I wonder what it means that there is a simple device that can be constructed with the help of a ruler and a compass that together with ruler and compass allows to construct arbitrary regular polygons very easily.
The device is nothing but a solid cone of finite height and a flexible string of length smaller than the circumference of the cone.
Now arrange $n$ dots on the string at equal distances and close the string such that also the first and the last dot have the same distance. I.e. you arrange $n$ dots equally on a closed string. This can be achieved with a compass alone.
After that you place the string on the cone, keeping all dots at same height until they all touch the cone. Projecting them vertically on the plane gives the corners of a regular $n$-gon.
Note that the cone is not a magic device like the angle trisector which may help to construct a rectangular heptagon, but adds nothing genuinely new to ruler and compass (because it can be constructed with the help of these). On the other hand, a flexible string is enough to create a ruler (as a physical device), and you need two rulers to make a compass. So a string might be enough for everything, in a specific sense? Note further, that angle trisectors - and more generally angle $k$-sectors - can easily be constructed for any angle $\alpha = 2\pi / n$: just place $kn$ dots on the string.
My question is:
Is there something wrong with my device? Might it be not constructible with the help of ruler and compass alone? Do other parts of the described procedure add something else beyond ruler and compass (the cone itself is supposed not to)?
I guess, it's leaving the plane that "disqualifies" this kind of construction.
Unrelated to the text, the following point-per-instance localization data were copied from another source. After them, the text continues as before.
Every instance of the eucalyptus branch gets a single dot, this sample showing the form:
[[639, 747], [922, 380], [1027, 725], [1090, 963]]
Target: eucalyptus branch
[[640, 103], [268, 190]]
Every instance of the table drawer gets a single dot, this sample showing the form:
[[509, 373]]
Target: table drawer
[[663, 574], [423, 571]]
Might this have to do with leaving the real number line and entering the complex plane when solving polynomial equations? ("Suddenly all polynomial equations can be solved!")
On the other hand: The compass is a genuinely three-dimensional device, too!
[Counter-historical note: If geometers would not have restricted themselves (deliberately?) to ruler and compass, there would have been no necessity to study the constructibilty of regular $n$-gons - and lots of arithmetic might not have been discovered (or only considerably later). On the other side: Wouldn't complex numbers have been discovered earlier, when the cone device had been considered more seriously?]